In one of the most striking sequences, the directors also get access to the videotaped interrogation of Avery’s 16-year-old nephew, whose confession of involvement in the killing made for dramatic local news. Brendan Dassey, who by all accounts is a “slow learner” if not actually developmentally disabled, sits on a couch, head down, murmuring assent to the detectives’ suggestions of what took place. It’s a scene that calls to mind the coerced testimony of West Memphis Three member Jessie Misskelley. The difference is that Dassey’s is on video. The advances that have, presumably, been made in police policy since that case allow the directors, and us, a front-row seat at officials’ appalling mishandling of a minor.

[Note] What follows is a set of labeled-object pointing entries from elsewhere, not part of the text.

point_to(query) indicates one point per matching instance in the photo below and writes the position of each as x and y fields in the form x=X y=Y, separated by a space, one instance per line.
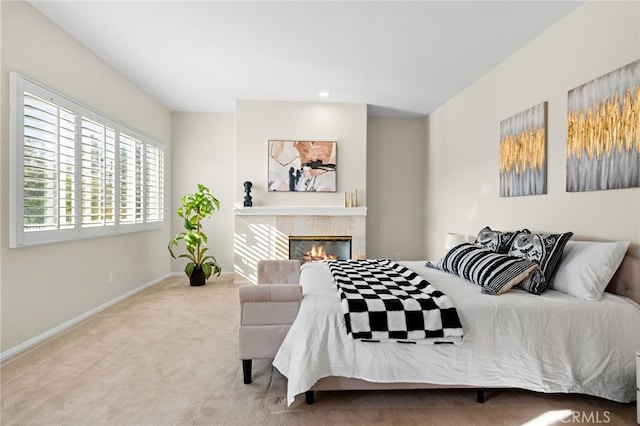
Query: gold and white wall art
x=523 y=153
x=603 y=132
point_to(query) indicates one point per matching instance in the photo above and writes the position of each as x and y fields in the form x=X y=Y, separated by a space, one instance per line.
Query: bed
x=552 y=342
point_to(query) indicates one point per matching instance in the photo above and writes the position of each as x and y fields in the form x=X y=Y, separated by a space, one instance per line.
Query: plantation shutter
x=75 y=173
x=48 y=165
x=130 y=179
x=98 y=173
x=154 y=184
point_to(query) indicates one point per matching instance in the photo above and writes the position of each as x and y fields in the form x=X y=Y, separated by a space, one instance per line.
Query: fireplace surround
x=315 y=248
x=262 y=232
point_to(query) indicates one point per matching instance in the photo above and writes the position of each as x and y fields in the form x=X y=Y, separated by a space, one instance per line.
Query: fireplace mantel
x=300 y=211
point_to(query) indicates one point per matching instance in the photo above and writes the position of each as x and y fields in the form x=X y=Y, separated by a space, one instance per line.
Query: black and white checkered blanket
x=385 y=301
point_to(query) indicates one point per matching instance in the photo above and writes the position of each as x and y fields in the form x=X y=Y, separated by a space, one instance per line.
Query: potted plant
x=196 y=207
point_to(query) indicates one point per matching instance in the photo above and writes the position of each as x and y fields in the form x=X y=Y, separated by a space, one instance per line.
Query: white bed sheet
x=548 y=343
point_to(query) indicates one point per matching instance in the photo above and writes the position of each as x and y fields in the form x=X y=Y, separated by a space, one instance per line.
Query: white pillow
x=586 y=267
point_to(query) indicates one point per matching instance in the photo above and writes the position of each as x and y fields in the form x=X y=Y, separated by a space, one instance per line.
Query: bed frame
x=625 y=282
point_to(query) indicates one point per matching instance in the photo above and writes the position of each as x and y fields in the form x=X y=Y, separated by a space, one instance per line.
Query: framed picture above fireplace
x=302 y=166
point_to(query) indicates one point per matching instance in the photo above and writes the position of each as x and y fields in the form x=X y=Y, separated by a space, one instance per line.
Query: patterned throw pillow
x=496 y=273
x=497 y=241
x=544 y=249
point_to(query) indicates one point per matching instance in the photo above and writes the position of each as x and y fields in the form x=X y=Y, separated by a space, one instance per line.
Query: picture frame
x=302 y=166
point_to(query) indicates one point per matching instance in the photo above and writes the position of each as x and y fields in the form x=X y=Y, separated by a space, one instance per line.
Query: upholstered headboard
x=626 y=281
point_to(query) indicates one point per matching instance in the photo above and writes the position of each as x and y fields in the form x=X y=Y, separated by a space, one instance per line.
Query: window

The spectre of violence — against women, and in general — is a constant here. Predominantly, of course, there is the attempted rape of one local woman and the murder of another. A man who is eventually jailed for the rape commits another one while Avery’s in prison the first time around. There’s also a lower-key thread of violence that can be felt through the series, whether it’s Avery admitting that he waved a gun at his sister-in-law or saying that he “hollered at his wife a bunch of times” to quit drinking, or Avery’s mother, on the phone to Avery in prison, saying she’s going to punch him in the face for having depressive thoughts. “Making a Murderer” makes clear the link between poverty, lack of education, cyclical violence and prison. Less clear, three episodes in, is how Avery’s story will end up. Given the impact that “Serial” has had on the case of Adnan Syed , this series could be just the beginning.